The Expatriate Chef said...

I searched too, a lot of faiths, as far reaching as Lakota and the Bhagvad Gita. What struck me were the similarities. A few basics about respect for one another, nature, gratitude, peace. I liked Gibran's The Prophet best so far. And the faith I have is solid, but not able to be defined. I'm okay with God being a discovery process, not a fixed track. You have soul, Jen, that's where it counts.

carrie said...

I am struggling just letting my kids know that there are so many, many different paths of faith - that it will ultimately be up to them to decide, or not decide, like their mother.

It is so hard sometimes. Especially when other kids ask why we don't go to church, or when your t-ball party is held at this gigantic, ornate, lavish, disgustingly fancy "church" with pool tables, the latest video games, dvd's, foosball and the list goes on. I don't want my kids to be drawn to that, but in the end, it isn't up to me -- all I can do is guide them. Ugh.

Catherine said...

i can't make sense of limits, of retribution, or of ideas that make some people more and others not.

Oh, I so agree with you. I pasted the quote from you because I think most people of faith would agree with it - and agree that these are weeds that have grown up and choked many of our faith communities - but have nothing to do with actual, original beliefs and faiths. In fact, I think most faiths were developed to ride the words of these things - but funny how human nature just keeps getting back there.

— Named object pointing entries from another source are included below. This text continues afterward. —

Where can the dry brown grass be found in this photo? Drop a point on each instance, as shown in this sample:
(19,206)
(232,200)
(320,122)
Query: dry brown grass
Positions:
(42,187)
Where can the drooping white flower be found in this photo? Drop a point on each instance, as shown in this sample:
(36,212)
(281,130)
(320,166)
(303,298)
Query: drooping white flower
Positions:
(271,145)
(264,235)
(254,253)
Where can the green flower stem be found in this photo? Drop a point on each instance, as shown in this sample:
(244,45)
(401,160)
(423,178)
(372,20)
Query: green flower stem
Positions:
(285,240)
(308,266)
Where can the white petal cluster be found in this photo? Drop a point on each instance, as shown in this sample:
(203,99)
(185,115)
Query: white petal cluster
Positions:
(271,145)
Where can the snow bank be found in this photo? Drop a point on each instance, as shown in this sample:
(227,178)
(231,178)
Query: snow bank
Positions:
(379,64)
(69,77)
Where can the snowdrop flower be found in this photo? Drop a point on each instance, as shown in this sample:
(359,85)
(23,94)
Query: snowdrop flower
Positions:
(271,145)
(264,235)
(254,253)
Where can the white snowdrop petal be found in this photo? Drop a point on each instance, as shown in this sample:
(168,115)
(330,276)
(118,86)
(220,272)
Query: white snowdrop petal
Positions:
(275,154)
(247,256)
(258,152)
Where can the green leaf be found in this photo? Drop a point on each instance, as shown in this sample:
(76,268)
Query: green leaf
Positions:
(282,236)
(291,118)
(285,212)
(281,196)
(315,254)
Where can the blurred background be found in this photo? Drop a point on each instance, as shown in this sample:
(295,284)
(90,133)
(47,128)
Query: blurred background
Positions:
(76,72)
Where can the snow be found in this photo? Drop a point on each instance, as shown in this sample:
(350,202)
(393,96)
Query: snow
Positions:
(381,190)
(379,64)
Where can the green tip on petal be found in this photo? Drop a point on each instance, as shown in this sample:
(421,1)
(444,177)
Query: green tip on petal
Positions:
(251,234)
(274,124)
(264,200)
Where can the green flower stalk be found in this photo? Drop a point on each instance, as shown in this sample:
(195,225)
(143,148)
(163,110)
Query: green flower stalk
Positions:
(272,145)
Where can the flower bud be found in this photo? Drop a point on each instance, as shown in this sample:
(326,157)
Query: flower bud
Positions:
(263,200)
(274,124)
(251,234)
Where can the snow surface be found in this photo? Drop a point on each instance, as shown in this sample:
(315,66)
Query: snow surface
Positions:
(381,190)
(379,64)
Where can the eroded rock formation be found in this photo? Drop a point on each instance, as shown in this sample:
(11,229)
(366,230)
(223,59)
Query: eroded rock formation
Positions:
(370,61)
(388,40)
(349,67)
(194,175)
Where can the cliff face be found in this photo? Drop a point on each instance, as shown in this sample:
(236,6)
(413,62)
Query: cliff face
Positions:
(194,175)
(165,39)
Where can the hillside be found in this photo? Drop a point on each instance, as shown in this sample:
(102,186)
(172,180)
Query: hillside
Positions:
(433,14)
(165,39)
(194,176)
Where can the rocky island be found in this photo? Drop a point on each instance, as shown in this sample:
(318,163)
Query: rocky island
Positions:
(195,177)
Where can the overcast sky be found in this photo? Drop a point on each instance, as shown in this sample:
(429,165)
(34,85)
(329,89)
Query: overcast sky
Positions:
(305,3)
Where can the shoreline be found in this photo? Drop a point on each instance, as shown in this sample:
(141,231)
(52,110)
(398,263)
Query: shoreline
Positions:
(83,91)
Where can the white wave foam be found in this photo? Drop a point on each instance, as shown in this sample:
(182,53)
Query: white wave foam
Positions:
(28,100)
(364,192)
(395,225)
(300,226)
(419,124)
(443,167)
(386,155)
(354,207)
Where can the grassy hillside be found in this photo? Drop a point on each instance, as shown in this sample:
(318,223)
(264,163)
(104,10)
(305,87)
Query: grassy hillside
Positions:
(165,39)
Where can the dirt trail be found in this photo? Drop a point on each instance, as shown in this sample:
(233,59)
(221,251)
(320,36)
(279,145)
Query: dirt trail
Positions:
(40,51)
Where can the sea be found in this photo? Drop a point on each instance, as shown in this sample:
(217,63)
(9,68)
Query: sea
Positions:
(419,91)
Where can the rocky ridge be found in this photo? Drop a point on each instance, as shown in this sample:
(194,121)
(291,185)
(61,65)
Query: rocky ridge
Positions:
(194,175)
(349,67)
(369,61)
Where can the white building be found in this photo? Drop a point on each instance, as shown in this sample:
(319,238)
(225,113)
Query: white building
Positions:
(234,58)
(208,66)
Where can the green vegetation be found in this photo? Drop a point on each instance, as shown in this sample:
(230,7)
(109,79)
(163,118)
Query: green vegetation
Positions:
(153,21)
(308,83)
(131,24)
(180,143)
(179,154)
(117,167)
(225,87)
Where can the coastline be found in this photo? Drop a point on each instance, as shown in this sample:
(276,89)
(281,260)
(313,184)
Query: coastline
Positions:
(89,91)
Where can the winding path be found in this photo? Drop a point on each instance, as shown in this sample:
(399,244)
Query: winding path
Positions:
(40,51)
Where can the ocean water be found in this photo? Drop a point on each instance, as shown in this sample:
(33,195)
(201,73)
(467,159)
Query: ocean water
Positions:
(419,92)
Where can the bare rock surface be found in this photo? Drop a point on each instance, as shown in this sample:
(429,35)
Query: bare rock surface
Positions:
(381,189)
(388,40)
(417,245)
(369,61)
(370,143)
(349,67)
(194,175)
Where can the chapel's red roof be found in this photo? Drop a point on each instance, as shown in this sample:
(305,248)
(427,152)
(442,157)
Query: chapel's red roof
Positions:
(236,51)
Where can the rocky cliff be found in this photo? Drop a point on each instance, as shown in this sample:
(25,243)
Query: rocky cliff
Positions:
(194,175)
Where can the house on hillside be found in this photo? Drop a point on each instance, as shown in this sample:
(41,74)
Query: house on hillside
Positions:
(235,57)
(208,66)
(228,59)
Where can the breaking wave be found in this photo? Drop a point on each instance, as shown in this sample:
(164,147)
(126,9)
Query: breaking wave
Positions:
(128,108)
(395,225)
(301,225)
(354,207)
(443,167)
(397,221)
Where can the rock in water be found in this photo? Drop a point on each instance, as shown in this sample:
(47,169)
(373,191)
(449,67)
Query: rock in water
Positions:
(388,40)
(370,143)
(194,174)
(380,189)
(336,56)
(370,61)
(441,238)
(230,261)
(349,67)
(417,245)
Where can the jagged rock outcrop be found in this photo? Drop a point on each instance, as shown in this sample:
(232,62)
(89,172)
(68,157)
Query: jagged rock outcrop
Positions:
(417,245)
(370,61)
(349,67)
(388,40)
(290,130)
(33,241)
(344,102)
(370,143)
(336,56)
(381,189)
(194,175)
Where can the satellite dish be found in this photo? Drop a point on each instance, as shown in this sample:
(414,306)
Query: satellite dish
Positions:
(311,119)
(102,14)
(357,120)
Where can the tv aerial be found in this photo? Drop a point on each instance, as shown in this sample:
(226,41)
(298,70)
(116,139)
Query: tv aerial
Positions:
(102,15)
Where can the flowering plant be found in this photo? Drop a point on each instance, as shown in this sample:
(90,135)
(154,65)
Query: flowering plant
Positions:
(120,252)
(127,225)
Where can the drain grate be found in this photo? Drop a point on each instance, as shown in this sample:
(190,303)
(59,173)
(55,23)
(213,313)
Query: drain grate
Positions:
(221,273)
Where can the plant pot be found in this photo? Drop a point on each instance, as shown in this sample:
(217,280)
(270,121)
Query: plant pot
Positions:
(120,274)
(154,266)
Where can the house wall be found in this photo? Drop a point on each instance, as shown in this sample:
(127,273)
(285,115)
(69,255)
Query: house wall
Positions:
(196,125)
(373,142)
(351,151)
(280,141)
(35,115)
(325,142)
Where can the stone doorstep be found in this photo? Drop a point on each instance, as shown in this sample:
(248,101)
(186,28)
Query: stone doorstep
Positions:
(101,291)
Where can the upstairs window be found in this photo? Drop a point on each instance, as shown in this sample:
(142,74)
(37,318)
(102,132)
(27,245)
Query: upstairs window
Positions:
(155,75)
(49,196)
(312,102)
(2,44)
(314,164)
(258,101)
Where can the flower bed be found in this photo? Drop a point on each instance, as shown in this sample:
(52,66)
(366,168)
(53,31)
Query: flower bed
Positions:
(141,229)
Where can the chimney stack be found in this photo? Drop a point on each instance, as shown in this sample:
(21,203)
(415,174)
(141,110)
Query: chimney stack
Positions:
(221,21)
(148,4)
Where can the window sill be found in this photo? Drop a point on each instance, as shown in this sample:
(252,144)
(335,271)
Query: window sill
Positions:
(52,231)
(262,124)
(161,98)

I grew up in the world you did, but luckily even though my parents were Christians (Evangelicals even, the Pastor of my church even), they rejected all the extreme and nasty parts you described, so I grew up passionate to find the "good parts" so to speak. On my own blog, I write about my faith, as well as blog about World Relgions. I guess I'm trying to sort out the Love from the hate.

Thanks again.
catherine

The Holmes said...

Oh my God....you just articulated what I've been trying to come to grips with for....I don't even know how long now, but haven't been able to make sense of. I feel like faith and doubt go hand in hand, that one doesn't, can't have faith without doubt being around as well. When somebody tells me they've got it all figured out (in so many words), I don't believe them, but I envy their certainty, but then again I don't. Anyway, thanks for writing this.